Despite availability of high-efficacy therapies for multiple sclerosis (MS), many patients experience significant disability worsening due to limited effects of currently available drugs on central nervous system (CNS)-compartmentalized inflammation. Bruton tyrosine kinase (BTK) is an intracellular signaling molecule involved in regulation of maturation, survival, migration, and activation of B cells and microglia, which are central players in the immunopathogenesis of progressive MS. Therefore, CNS-penetrant BTK inhibitors may better prevent disease progression by targeting immune cells on both sides of the blood-brain barrier.
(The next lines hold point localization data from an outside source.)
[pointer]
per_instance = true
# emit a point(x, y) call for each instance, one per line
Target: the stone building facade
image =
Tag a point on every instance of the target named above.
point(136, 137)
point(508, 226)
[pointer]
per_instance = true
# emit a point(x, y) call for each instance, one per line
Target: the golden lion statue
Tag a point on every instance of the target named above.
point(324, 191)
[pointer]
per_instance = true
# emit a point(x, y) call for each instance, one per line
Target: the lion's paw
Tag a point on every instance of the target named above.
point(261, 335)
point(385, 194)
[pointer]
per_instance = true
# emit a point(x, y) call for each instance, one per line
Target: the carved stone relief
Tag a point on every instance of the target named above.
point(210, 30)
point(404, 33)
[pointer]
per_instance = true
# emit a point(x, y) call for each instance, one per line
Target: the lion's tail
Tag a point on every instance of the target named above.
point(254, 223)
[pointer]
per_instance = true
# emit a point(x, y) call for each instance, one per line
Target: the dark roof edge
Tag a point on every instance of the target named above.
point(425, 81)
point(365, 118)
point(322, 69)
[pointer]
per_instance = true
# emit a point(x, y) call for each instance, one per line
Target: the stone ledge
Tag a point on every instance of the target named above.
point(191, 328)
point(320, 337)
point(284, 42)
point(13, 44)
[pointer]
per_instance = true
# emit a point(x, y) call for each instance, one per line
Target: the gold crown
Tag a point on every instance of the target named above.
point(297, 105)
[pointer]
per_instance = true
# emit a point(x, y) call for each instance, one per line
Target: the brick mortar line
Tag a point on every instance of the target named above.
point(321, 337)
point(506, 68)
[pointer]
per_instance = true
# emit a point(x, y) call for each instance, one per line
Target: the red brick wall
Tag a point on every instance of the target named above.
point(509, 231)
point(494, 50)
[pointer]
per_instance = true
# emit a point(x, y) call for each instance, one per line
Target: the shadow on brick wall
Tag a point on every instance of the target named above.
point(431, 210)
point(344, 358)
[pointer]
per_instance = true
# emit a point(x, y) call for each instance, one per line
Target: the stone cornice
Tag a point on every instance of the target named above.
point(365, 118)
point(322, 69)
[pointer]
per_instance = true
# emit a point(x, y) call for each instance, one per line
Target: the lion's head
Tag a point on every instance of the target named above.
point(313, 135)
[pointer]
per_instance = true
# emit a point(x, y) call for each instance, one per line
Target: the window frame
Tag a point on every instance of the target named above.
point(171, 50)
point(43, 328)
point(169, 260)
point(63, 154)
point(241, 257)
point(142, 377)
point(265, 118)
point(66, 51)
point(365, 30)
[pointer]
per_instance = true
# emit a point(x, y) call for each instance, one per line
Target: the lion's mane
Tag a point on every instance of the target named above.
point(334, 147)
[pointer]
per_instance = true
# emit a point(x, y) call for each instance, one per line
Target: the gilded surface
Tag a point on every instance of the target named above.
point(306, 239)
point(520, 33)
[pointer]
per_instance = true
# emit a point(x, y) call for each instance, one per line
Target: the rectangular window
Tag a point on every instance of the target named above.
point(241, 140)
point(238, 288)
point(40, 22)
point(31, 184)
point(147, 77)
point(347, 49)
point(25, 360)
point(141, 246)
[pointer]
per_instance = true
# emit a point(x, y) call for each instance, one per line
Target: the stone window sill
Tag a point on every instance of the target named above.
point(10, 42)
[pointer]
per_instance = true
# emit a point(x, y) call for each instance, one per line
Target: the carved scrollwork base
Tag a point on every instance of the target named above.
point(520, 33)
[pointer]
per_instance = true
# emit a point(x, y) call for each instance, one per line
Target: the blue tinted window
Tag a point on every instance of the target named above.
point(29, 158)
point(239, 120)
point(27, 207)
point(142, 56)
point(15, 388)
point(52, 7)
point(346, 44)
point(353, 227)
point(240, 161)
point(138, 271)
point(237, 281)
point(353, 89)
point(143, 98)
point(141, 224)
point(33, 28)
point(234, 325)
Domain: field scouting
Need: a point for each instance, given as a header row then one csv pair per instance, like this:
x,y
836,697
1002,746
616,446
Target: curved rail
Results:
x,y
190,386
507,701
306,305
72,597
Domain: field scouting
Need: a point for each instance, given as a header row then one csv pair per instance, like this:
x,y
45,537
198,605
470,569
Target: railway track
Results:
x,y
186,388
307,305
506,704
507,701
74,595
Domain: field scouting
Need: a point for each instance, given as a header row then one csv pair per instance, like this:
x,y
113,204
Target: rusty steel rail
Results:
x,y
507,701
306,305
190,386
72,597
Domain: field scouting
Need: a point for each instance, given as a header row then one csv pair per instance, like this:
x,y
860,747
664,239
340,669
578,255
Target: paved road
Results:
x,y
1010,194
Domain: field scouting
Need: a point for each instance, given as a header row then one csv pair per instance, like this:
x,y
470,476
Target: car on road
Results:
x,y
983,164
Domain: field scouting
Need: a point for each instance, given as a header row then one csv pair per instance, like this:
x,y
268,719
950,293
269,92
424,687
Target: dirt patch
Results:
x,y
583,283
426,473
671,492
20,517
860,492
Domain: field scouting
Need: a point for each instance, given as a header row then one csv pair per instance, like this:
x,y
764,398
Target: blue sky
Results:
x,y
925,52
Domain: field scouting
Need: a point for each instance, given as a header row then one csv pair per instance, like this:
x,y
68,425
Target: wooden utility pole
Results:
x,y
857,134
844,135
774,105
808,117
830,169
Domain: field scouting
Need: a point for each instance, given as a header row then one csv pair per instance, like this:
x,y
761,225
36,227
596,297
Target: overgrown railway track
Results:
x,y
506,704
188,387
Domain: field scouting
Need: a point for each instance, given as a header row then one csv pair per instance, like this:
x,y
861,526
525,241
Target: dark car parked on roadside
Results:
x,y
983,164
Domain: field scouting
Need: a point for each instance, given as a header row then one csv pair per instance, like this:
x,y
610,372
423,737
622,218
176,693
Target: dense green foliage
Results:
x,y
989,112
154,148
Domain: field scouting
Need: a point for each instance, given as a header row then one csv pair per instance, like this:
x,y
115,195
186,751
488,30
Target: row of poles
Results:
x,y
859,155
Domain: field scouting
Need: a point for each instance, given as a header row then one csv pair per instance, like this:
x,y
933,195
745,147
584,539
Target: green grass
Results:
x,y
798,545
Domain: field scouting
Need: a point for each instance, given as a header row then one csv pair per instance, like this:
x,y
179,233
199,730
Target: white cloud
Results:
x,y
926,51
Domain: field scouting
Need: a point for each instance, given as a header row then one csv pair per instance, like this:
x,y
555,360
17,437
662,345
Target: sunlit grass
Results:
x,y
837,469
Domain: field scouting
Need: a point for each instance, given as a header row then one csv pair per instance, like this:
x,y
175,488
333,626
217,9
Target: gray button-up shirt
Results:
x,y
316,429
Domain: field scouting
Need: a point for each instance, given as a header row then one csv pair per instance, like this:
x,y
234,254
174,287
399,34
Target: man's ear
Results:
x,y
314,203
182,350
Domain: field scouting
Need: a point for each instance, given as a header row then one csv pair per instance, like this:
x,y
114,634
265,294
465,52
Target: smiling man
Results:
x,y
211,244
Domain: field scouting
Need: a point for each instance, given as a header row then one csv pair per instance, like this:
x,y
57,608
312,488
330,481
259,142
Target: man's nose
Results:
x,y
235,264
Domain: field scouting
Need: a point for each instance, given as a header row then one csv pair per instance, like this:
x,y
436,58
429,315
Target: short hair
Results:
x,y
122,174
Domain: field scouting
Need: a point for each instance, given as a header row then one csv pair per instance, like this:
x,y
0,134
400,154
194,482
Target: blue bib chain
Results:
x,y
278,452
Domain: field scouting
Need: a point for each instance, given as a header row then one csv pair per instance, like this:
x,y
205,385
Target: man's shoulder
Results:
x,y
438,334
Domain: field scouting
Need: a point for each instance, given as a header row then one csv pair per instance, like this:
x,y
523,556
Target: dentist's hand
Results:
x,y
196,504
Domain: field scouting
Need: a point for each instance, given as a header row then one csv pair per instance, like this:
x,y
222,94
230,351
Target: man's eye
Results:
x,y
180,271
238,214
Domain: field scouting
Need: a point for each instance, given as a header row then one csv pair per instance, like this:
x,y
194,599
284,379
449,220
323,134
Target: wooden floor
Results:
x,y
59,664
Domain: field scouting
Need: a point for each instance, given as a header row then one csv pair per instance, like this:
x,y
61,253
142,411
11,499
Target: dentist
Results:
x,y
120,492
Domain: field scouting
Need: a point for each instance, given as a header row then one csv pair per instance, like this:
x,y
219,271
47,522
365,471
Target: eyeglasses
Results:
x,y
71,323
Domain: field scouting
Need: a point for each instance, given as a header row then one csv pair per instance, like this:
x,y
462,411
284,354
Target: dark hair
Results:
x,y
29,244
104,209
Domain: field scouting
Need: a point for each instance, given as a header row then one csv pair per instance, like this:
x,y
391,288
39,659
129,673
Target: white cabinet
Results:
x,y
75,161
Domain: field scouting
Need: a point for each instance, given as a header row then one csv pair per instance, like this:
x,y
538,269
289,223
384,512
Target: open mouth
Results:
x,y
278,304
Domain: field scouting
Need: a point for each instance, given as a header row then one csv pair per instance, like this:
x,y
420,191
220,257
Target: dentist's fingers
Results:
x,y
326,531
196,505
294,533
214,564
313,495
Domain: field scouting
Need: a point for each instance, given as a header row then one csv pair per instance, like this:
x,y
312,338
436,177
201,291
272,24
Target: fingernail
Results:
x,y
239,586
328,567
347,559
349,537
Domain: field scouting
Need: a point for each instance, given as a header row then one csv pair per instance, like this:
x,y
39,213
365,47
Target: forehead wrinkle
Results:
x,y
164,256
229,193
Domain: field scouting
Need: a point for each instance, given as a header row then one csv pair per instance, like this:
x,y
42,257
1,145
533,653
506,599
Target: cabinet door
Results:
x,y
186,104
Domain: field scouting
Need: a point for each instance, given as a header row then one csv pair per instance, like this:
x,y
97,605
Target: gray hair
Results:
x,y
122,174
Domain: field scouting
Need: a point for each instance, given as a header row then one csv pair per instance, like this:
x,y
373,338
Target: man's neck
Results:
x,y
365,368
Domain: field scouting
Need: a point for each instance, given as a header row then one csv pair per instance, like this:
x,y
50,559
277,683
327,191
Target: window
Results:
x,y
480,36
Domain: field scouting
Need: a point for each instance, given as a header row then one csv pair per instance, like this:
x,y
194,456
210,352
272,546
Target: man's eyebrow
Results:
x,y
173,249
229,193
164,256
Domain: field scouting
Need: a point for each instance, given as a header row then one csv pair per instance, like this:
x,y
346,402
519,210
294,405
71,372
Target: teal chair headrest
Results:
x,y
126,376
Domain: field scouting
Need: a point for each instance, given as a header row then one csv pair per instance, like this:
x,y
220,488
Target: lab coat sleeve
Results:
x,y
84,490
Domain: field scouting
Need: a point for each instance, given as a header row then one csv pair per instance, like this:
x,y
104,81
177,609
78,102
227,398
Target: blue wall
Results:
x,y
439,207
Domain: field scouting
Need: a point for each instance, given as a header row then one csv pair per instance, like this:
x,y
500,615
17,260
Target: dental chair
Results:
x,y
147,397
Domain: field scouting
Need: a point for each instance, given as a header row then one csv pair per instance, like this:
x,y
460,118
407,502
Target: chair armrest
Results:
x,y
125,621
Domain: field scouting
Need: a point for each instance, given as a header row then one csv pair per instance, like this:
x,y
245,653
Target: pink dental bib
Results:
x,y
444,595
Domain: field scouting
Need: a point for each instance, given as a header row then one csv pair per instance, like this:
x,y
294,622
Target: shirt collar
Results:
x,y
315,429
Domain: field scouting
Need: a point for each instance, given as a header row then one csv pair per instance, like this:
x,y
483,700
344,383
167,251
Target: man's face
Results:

This review gives an overview on the preliminary results of clinical trials.

RECENT FINDINGS

Currently, the efficacy and safety of six BTK inhibitors are being evaluated in clinical trials in patients with relapsing and progressive MS. Evobrutinib, tolebrutinib and fenebrutinib have shown efficacy and safety in relapsing MS in phase 2 studies, and evobrutinib and tolebrutinib in their extension studies up to 3-5 years. However, evobrutinib failed to distinguish itself from the comparator drug teriflunomide in reduction of relapse rate (primary end point) in two phase 3 studies in relapsing MS.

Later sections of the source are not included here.